Vol. 88 No. 9 (2012)

   Expression pattern of the bacterial genome is determined by controlled distribution of a limited number of RNA polymerase, the enzyme for DNA transcription, among an excess number of the genes on its genome. The gene selectivity of RNA polymerase is regulated by two groups of the regulatory protein, ‘sigma factors’ with the promoter recognition activity and ‘transcription factors’ with the modulation activity of RNA polymerase functions. Dr. Ishihama has long been concerned with the molecular assembly and functional modulation of RNA polymerase in Escherichia coli, the model organism of molecular biology. For identification of the regulation targets by two groups of the regulatory proteins, Ishihama lab developed the Genomic SELEX and the PS-TF (promoter-specific transcription factor) screening systems. With these newly developed experimental systems in hand, they have achieved comprehensive survey of the regulation targets for all 7 sigma factors and all 300 transcription factors from E. coli. Their findings altogether raised a hitherto unexpected finding that multiple transcription factors are involved in regulation of the majority of E. coli promoters, and force to renew our current understanding of the simple regulation mode of prokaryotic transcription.
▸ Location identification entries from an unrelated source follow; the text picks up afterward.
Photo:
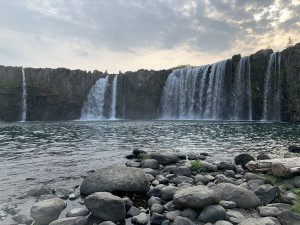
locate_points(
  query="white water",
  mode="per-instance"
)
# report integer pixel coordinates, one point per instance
(114, 98)
(24, 97)
(93, 107)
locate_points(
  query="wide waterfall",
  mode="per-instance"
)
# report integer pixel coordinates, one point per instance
(93, 107)
(24, 97)
(272, 89)
(114, 98)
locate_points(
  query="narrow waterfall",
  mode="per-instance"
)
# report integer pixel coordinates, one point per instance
(93, 107)
(272, 89)
(114, 98)
(24, 97)
(241, 94)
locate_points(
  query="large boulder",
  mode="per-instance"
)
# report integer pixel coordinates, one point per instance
(115, 178)
(195, 197)
(164, 158)
(243, 197)
(104, 205)
(46, 211)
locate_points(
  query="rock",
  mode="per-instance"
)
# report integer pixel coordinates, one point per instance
(22, 219)
(104, 205)
(157, 208)
(157, 218)
(133, 211)
(268, 211)
(70, 221)
(78, 212)
(243, 197)
(115, 178)
(212, 214)
(288, 218)
(226, 166)
(149, 163)
(242, 159)
(181, 179)
(165, 158)
(195, 197)
(172, 215)
(234, 216)
(46, 211)
(190, 214)
(36, 192)
(183, 221)
(182, 171)
(140, 219)
(267, 193)
(168, 192)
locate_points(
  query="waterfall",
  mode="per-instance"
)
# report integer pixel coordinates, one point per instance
(93, 107)
(24, 97)
(114, 98)
(241, 94)
(272, 89)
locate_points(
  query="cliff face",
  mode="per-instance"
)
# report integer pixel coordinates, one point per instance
(59, 94)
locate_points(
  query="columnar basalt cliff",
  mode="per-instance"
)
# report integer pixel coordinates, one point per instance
(263, 86)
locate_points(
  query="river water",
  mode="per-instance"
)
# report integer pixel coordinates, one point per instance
(61, 153)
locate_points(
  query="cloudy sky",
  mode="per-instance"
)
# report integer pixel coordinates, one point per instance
(127, 35)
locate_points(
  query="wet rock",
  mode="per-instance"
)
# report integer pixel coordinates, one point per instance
(78, 212)
(243, 197)
(242, 159)
(70, 221)
(149, 163)
(165, 158)
(140, 219)
(212, 214)
(115, 178)
(104, 205)
(22, 219)
(195, 197)
(44, 212)
(267, 193)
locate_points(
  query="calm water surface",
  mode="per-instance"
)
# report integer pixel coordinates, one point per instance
(60, 153)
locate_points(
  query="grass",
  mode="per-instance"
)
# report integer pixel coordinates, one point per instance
(196, 166)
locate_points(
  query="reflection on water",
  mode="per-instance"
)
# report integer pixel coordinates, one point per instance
(56, 153)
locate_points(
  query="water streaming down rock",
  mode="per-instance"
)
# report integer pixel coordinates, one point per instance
(114, 98)
(272, 89)
(24, 97)
(93, 107)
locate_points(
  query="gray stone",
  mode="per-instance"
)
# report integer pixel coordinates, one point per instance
(149, 163)
(22, 219)
(165, 158)
(288, 218)
(195, 197)
(104, 205)
(168, 192)
(78, 212)
(46, 211)
(267, 193)
(115, 178)
(243, 197)
(212, 214)
(133, 211)
(157, 208)
(70, 221)
(140, 219)
(183, 221)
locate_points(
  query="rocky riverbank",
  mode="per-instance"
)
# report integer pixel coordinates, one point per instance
(163, 188)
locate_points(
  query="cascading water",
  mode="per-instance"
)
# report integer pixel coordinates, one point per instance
(272, 89)
(24, 97)
(114, 98)
(93, 107)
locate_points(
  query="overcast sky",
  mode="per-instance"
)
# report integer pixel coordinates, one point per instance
(127, 35)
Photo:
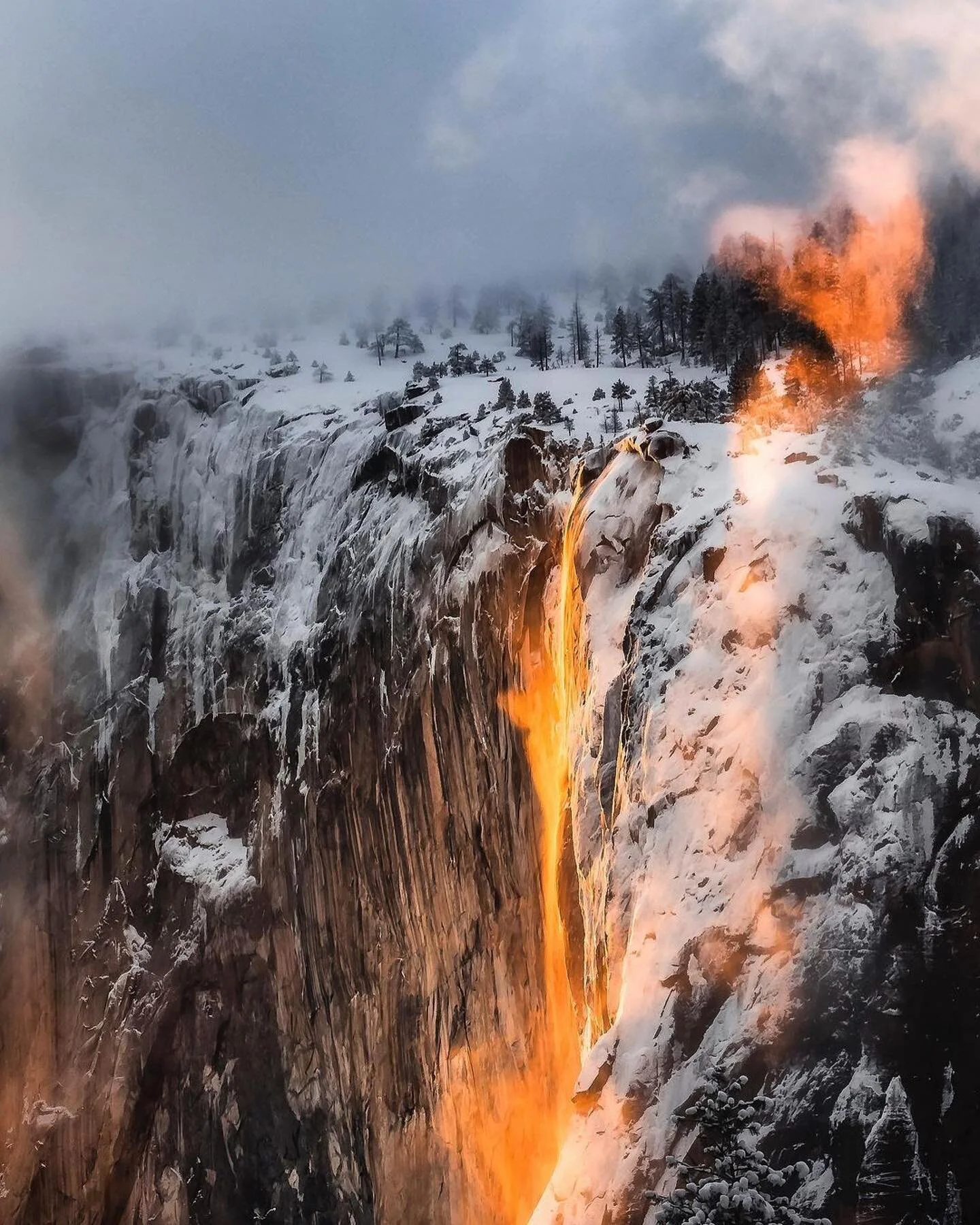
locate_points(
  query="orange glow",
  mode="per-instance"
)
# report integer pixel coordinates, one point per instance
(851, 278)
(504, 1111)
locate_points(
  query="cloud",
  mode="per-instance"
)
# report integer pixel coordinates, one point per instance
(220, 154)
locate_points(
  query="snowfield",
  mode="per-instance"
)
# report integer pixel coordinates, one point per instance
(777, 750)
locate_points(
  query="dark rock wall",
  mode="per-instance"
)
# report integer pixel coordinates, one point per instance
(272, 857)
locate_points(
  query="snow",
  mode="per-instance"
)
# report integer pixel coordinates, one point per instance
(201, 851)
(739, 686)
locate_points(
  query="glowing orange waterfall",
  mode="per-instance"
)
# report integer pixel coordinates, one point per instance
(514, 1111)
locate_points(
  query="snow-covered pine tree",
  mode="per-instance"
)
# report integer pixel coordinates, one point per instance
(735, 1183)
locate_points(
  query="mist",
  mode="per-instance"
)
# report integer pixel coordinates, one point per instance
(218, 159)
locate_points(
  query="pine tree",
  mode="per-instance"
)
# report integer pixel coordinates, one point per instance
(741, 378)
(623, 343)
(545, 410)
(404, 337)
(506, 398)
(734, 1185)
(619, 392)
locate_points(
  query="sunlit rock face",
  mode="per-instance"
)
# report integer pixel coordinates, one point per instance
(270, 868)
(270, 863)
(787, 848)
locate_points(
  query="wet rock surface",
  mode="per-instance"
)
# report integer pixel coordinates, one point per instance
(272, 858)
   The cover illustration shows the repertoire of transcription factors that are involved in regulation of the promoter for the csgD gene encoding the master regulator of biofilm formation and the flhCD genes encoding the master regulator for flagella formatin. Under stressful conditions in nature, bacteria survive by forming biofilm. The switching between single-cell planktonic growth and biofilm formation is controlled by the two global regulators, CsgD and FlhCD. The csgD promoter is under the direct control of as many as 30 transcription factors, each monitoring a different environmental condition.